When she left he led her to the carriage.

"I regret, your Majesty," he said, "that I must not do what you asked me."

"And I regret," said the Queen, "that, having had the honour of knowing the hero of the age, whom I can never forget, the impression left on my mind must always be painful. Had you been generous, sire, I would be bound to you by an everlasting gratitude."

"Indeed, your Majesty," returned Napoleon, "I lament that so it must be; it is my evil destiny."

"And I have been cruelly deceived," were the Queen's last words, and off drove her carriage.

The two Royal Foes parted, never again to meet.

That day Louisa thought herself the vanquished, and before the world Napoleon wore the laurels of victory. Seventy years later the President of France wrote that it was his belief that, at Tilsit, Napoleon was conquered; that had he then been generous and bound the King and Queen of Prussia to him by a tie of gratitude his last days need not, perhaps, have been spent on the island of St. Helena, for in his troubles they would have been his ally.

When the Queen reached her room she turned to her ladies in tears.

"When I am dead," she said, "it will be as with Queen Mary of England; not Calais, but Magdeburg will be graven on my poor heart in letters of blood."

Peace was signed on the seventh, and on June 24 Napoleon, in triumph, entered Frankfort-on-Main, and three days later he arrived at his palace at Saint Cloud and immediately was off again, marching armies into Italy, Spain, Portugal, and Austria.

"Peace is made," wrote Queen Louisa to her father, "but at a dreadful price. Our boundary will only go as far as the Elbe. Yet is the King greater than his adversary. After Eylau he could have made a more advantageous peace, but then he must have followed wicked principles, and now he has acted through necessity and not forsworn himself. That must bring a blessing on Prussia. After Eylau he would not desert a faithful ally. Once more, I repeat, it is my firm belief that this conduct of the King will bring good fortune to Prussia."

Napoleon had insisted upon the dismissal of Hardenburg as Prime Minister, and in September the King called Stein to his assistance. From the Queen this great man received a letter.

"I conjure you," she wrote, for he had made some objections to remaining in office with a certain fellow minister, "have but patience in the first few months. For Heaven's sake, do not let the good cause be lost for want of three months' patience. I conjure, for the sake of the King, of the country, of my children, for my own sake, patience!

"Louisa."

As for Baron von Stein, he had at heart only the good of Prussia, and waited.

The war was ended. Prussia was in the dust; its King and Queen exiled from the capital.
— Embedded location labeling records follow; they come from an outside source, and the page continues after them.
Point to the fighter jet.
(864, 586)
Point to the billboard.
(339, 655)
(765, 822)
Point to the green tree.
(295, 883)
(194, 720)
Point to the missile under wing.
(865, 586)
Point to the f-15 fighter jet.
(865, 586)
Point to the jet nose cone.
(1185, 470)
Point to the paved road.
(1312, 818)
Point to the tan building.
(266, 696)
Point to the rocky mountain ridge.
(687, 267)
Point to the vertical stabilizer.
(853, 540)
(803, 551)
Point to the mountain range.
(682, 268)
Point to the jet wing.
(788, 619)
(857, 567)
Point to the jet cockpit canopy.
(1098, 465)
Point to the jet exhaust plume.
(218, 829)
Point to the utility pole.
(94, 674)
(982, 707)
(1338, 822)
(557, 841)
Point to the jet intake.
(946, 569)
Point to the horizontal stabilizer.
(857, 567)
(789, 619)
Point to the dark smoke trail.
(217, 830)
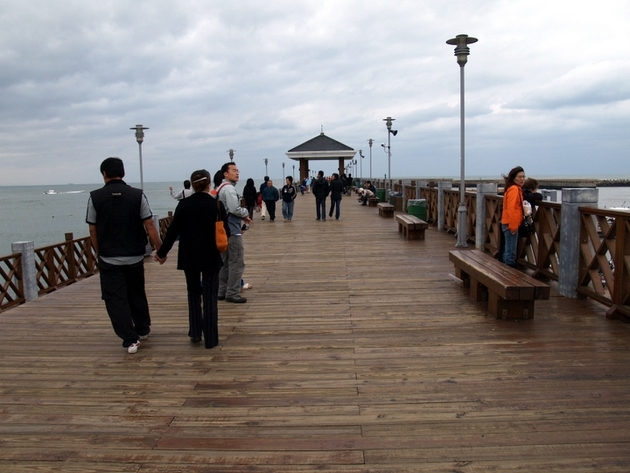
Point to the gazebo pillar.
(303, 169)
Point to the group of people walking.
(119, 220)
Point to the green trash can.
(417, 208)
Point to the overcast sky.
(547, 86)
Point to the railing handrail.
(56, 266)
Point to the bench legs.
(503, 309)
(497, 306)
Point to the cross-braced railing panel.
(11, 289)
(605, 259)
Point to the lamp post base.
(461, 227)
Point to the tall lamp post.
(388, 122)
(140, 138)
(370, 142)
(462, 51)
(361, 167)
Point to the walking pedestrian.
(119, 219)
(194, 222)
(234, 258)
(320, 191)
(288, 198)
(337, 186)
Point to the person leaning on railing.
(512, 215)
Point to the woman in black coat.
(194, 222)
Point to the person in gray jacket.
(234, 258)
Crops were ruined, villages were burned, and this poor, unhappy country must pay its war debt.

"Now, God be everlastingly praised," wrote the poor Queen, "that my daughter, who would now be almost fifteen years old, came dead into the world."

"I must play my life days in this unlucky time," she said. "Perhaps God gave me my living children that one of them might bring good to mankind."
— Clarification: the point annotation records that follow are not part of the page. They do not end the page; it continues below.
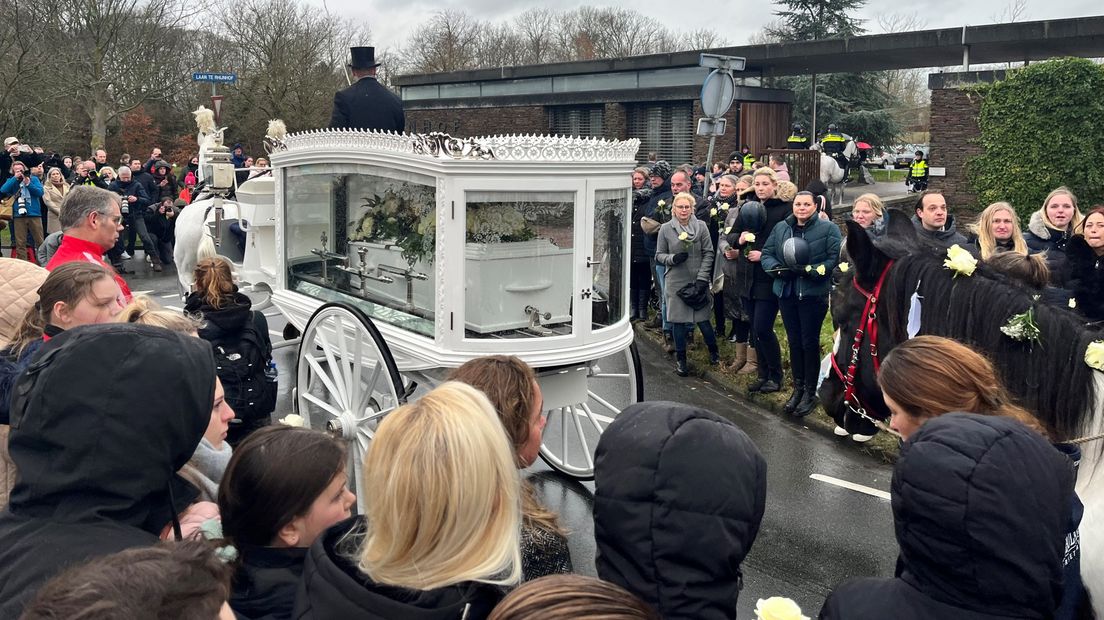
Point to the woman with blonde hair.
(54, 191)
(439, 536)
(998, 230)
(511, 386)
(145, 311)
(686, 250)
(1050, 230)
(762, 305)
(868, 211)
And there was one who did the great things the Queen dreamed of.

It was not the handsome Crown Prince, though he was a clever monarch; it was not Princess Charlotte, though she became Empress of Russia; it was not Alexandrina, who, a lovely old lady, died only a year or two ago as Dowager Grand Duchess of Mecklenburg; nor jolly Carl, nor Louisa, nor Albert, who came later.
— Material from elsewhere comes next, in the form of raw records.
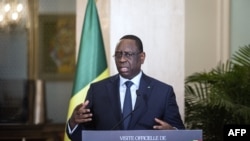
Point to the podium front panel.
(143, 135)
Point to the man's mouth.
(123, 69)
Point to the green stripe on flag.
(91, 61)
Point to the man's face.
(128, 59)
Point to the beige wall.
(206, 34)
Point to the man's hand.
(80, 115)
(162, 125)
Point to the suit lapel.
(114, 96)
(141, 106)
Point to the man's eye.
(127, 54)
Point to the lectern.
(143, 135)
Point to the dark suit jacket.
(154, 100)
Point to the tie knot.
(128, 84)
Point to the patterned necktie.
(127, 106)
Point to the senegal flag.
(91, 62)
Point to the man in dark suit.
(153, 102)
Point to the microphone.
(121, 121)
It was simple, honourable, sensible little William. Every pain his mother felt sank deeply into his heart, and at last the day came when he led the Prussian army to the great battle of Sedan, where he conquered the nephew of Napoleon and created the German Empire.

But no one dreamed of this that dreary summer in Memel, and though the Queen did her best to be cheerful, all who loved her saw that the canker-worm of sorrow was drawing nearer and nearer the heart of the beautiful "Rose of the King," the flower whose stem had been so roughly handled by its enemy.